神の与えし力
少女、いや、世界の管理者たる神は悩む。
やはり、鎮静の神力が効き過ぎているのでは?っと。
冷静を通り越して、聞き分け良いと言うか、何と言うか・・・
もっと大きな、そう、世界の支配者に成りたい!
とか、世界最強の存在になって世界制圧!っ的な望みが来るかと思っていたが
そんな望みだと叶えられぬので、良かったには良かったが・・・
「では、そなたの望む生活と言うか力は以上5点で良いのだな?」
「はい。
1に、向かう世界での語学能力、読み書き共に元の世界での私の語学力程度を保証してください。
2に、手に職が在った方が有利でしょう。どの世界でも食に関る仕事は絶えない筈です。
ですので、向かう世界での調理技術及びそれに関する知識を下さい。
3に、元の世界でも土地が変わると風土病に侵される危険が在ります。
食事や病気で死にたくはありません。それに付いての耐性を付けてください。
4に、治安レベルが解りませんので、無手で達人と呼ばれてる人と同等程度の戦闘技術と知識が欲しいです。
5、最後は、やはり戸籍ですね。

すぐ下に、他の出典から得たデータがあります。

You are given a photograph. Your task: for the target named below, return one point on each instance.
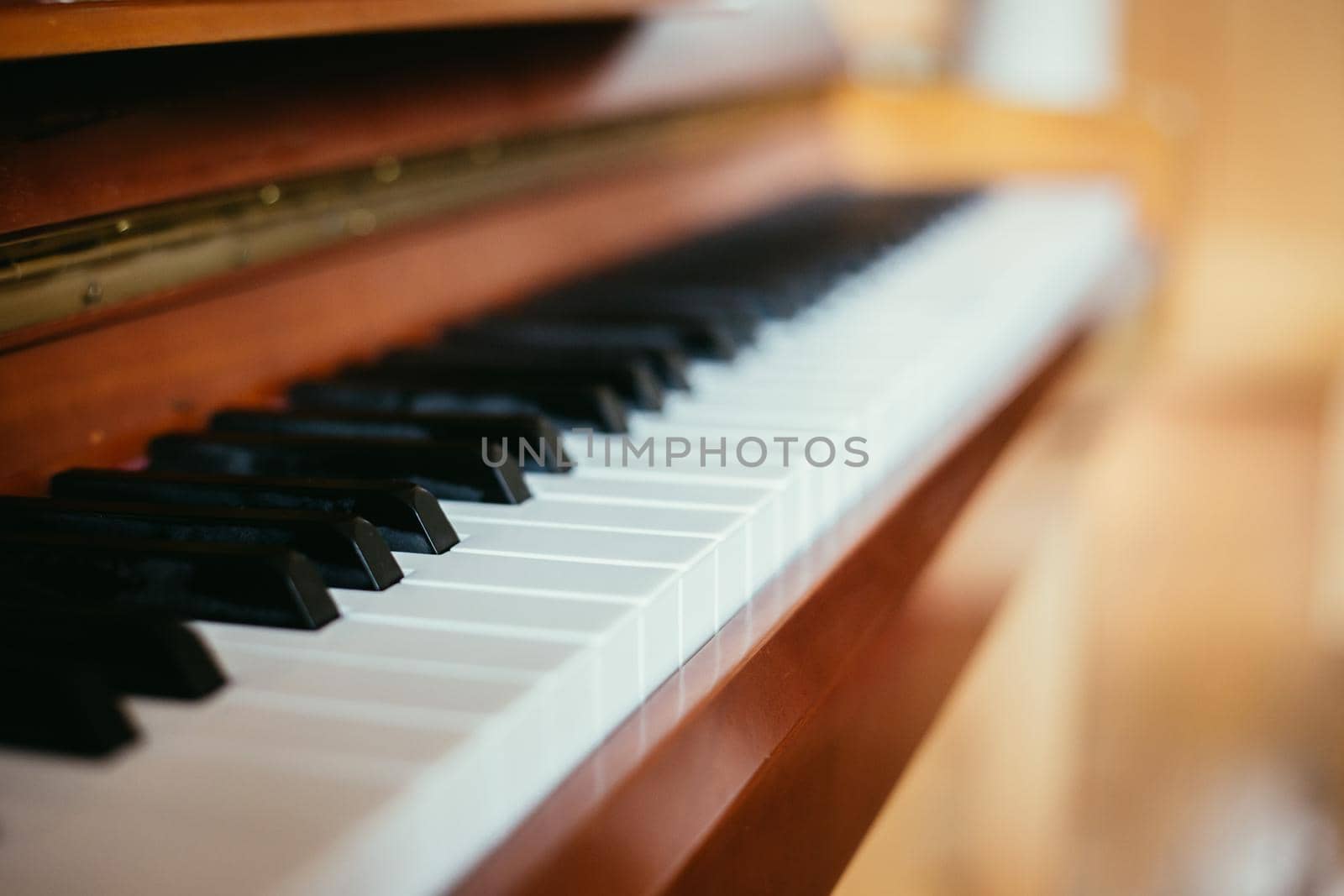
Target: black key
(136, 651)
(346, 548)
(407, 516)
(449, 470)
(659, 345)
(222, 582)
(632, 379)
(701, 335)
(667, 363)
(531, 439)
(60, 707)
(595, 407)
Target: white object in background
(1061, 54)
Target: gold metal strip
(71, 269)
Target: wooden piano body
(295, 206)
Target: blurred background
(1159, 707)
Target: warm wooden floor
(1158, 707)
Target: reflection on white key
(729, 530)
(387, 752)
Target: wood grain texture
(109, 132)
(167, 362)
(759, 765)
(39, 29)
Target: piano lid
(31, 29)
(108, 132)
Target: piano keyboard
(401, 641)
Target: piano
(481, 448)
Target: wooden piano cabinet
(42, 29)
(94, 389)
(759, 768)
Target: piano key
(347, 550)
(497, 763)
(257, 584)
(774, 526)
(698, 335)
(459, 470)
(407, 516)
(654, 591)
(60, 705)
(691, 558)
(531, 439)
(658, 345)
(612, 631)
(632, 369)
(732, 532)
(632, 379)
(362, 390)
(134, 651)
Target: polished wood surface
(104, 134)
(168, 362)
(759, 766)
(1156, 710)
(39, 29)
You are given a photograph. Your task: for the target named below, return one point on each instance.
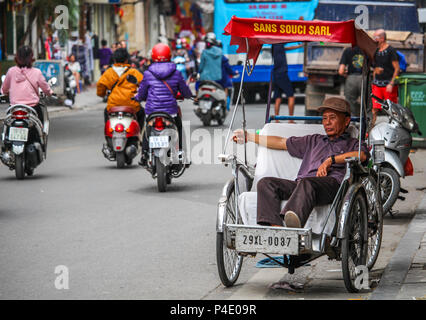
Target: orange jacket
(124, 90)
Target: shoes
(291, 220)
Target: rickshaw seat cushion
(279, 163)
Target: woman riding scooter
(159, 87)
(22, 82)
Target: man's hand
(324, 167)
(239, 136)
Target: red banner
(262, 31)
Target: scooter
(70, 86)
(211, 103)
(396, 134)
(165, 161)
(123, 136)
(24, 138)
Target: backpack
(402, 61)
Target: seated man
(320, 174)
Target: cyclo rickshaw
(350, 229)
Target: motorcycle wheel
(206, 120)
(121, 159)
(20, 166)
(355, 241)
(390, 185)
(161, 175)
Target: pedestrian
(281, 81)
(105, 55)
(75, 68)
(79, 52)
(211, 60)
(350, 67)
(386, 69)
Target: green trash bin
(412, 94)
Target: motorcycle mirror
(132, 79)
(53, 81)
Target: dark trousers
(178, 122)
(302, 195)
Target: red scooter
(123, 136)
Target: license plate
(267, 241)
(205, 104)
(159, 142)
(18, 134)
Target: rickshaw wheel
(354, 243)
(374, 220)
(229, 263)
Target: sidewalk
(405, 275)
(86, 99)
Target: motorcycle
(396, 134)
(180, 65)
(24, 137)
(70, 86)
(212, 103)
(165, 161)
(123, 136)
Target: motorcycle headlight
(408, 122)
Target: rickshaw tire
(394, 176)
(161, 175)
(220, 247)
(379, 231)
(345, 244)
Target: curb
(397, 269)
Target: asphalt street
(118, 238)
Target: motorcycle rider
(122, 82)
(159, 88)
(22, 82)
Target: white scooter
(24, 137)
(396, 134)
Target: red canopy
(268, 31)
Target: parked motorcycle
(164, 159)
(123, 136)
(70, 86)
(396, 134)
(24, 138)
(211, 103)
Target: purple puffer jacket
(156, 94)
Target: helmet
(161, 53)
(210, 38)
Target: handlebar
(381, 101)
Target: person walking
(350, 67)
(386, 69)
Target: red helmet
(161, 53)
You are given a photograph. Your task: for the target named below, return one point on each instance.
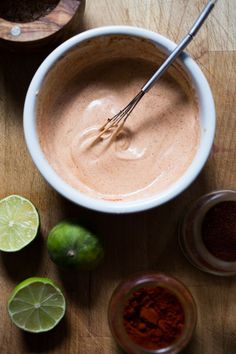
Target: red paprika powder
(153, 317)
(219, 231)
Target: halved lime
(36, 305)
(19, 222)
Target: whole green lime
(72, 246)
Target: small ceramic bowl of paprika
(207, 233)
(152, 313)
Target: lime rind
(19, 223)
(36, 305)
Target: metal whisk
(114, 125)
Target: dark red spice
(25, 10)
(219, 231)
(153, 317)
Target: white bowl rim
(96, 204)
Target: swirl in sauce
(156, 146)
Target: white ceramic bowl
(206, 112)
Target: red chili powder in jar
(219, 231)
(153, 317)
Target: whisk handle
(181, 46)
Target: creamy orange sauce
(156, 146)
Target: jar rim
(119, 299)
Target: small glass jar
(124, 292)
(190, 235)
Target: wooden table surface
(133, 242)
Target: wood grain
(133, 242)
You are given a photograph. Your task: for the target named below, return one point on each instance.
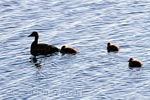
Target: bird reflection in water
(36, 62)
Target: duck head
(63, 47)
(130, 60)
(108, 44)
(34, 34)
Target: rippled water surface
(86, 25)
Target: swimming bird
(41, 49)
(67, 50)
(134, 63)
(112, 47)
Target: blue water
(87, 26)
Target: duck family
(44, 49)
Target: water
(87, 26)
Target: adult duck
(67, 50)
(112, 47)
(41, 49)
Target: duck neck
(35, 42)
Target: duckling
(41, 49)
(112, 47)
(67, 50)
(134, 63)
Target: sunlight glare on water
(87, 26)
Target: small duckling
(134, 63)
(67, 50)
(112, 47)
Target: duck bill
(30, 36)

血縁者等が居ない戸籍でお願いしたいです。
あ、追加で、出来ればですね。年齢を其の世界の成人年齢前後にお願い出来ませんか?
流石に38歳のおっさんが再就職先を探すのは難しいでしょうから・・・ いや、無理ですよね。すいません。」
何を謝っているのだ?この男は、しかし、1.2.3は解るのだが、4と5が良く解らぬな。
「構わぬぞ。年齢は適当に成人前後にしておこう。
して、4の達人とは何じゃ? あと、5の戸籍とは何じゃ?」
「達人とは、その道で有名と言うか・・・ そうですね。
この場合は、素手で戦った場合一番強い人って意味でお願いします。
あと、戸籍ってのは、所属とか身分とか・・・地位とか?
何にせよイキナリ居なかった人間が現れる事で混乱し無い様にしたいのです。
ですから、自分を証明できる証が欲しいのです。」
「ふむ。4は大体解った。しかし、人族で最強で良いのか・・・?他にも強い生き物は居るぞ?
あと、5に付いてだが、地位は、王族とかで良いのか?」
「4に付いては、それで良いです。熊や虎みたいな強さは要らないですし、虎の戦闘技術とか意味無いですから。
あと5は、王族や権力者の男子と成ると色々危なそうですので・・・ 普通の一般市民でお願いします。」
「一般市民と言うのが良く解らぬが・・・ 権力者以外で適当に選ぶとしよう。」
「出来れば支配者側が、下の身分の人に優しい有能な人が治めている場所が良いです。」
「解った。その望みに添うように努力しよう。
では本当に以上で良いのだな?」
「はい。よろしくお願いします。」
「では俗世に送ろう。目を瞑り心を静めるが良い。」
男が目を瞑る。しかし従順過ぎるのが・・・ 鎮静の神力の性だと解けた後が怖いな・・・
仕方が無い、感情を殺さぬ程度に精神が大きく揺れた時は再度効力が現れる様にしておくか。
詐欺の様で少しばかり心が痛むが仕方が無い。
そんな事を考えながら、我は男を俗世に送り出した。